>>43349055When recruiting an army, you generally didn't get any real choice there. If you're English you have a good chance of having longbowmen available for hire. Down on the continent the missile troops available will mostly be town militia-trained crossbowmen, and later on a mix of those and likewise town militia based gunners.
Someone looking to ensure a supply of a specific troop type may need to go quite far for it, like Emperor Maximilian largely creating the landsknecht system so he could get some good pikemen on the field (and then marching around with a pike himself a bit so a few noblemen could be convinced to serve as infantry officers instead of heavy cavalry). Likewise we have the English laws pushing longbow training, and many towns welcoming fencing and shooting guild,s and making a big deal of various competitions to encourage training amongst the citizens.
Going back to the specific longbow or crossbow issue, those town militias mentioned above would generally be heavily focused on defensive siege action, and as such rate of fire was of little importance to them. They had walls to hide behind while reloading, until they ran out of ammo. And even out in the open there's certainly limits to how far a rate of fire will carry you, there's only so many arrows you can lug around, and they don't come free either.
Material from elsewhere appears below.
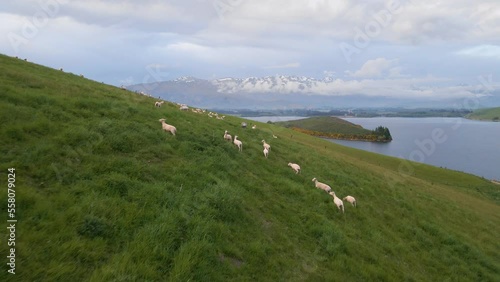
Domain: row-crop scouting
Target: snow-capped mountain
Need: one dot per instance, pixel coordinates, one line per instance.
(281, 91)
(273, 84)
Maybe half a million arrows where launched at Crecy, substantially weighting down the baggage train (a longbow arrow might be 50g, half a million of those makes for 25 metric tons) and lightening the wallet.
See Hall, "Weapons and Warfare in Renaissance Europe".
>>43348843The suggestion that the knights would be too afraid to go for the crossbows... There would have been a lot less dead knights in the Hussite wars if such phobia had shaped their approach.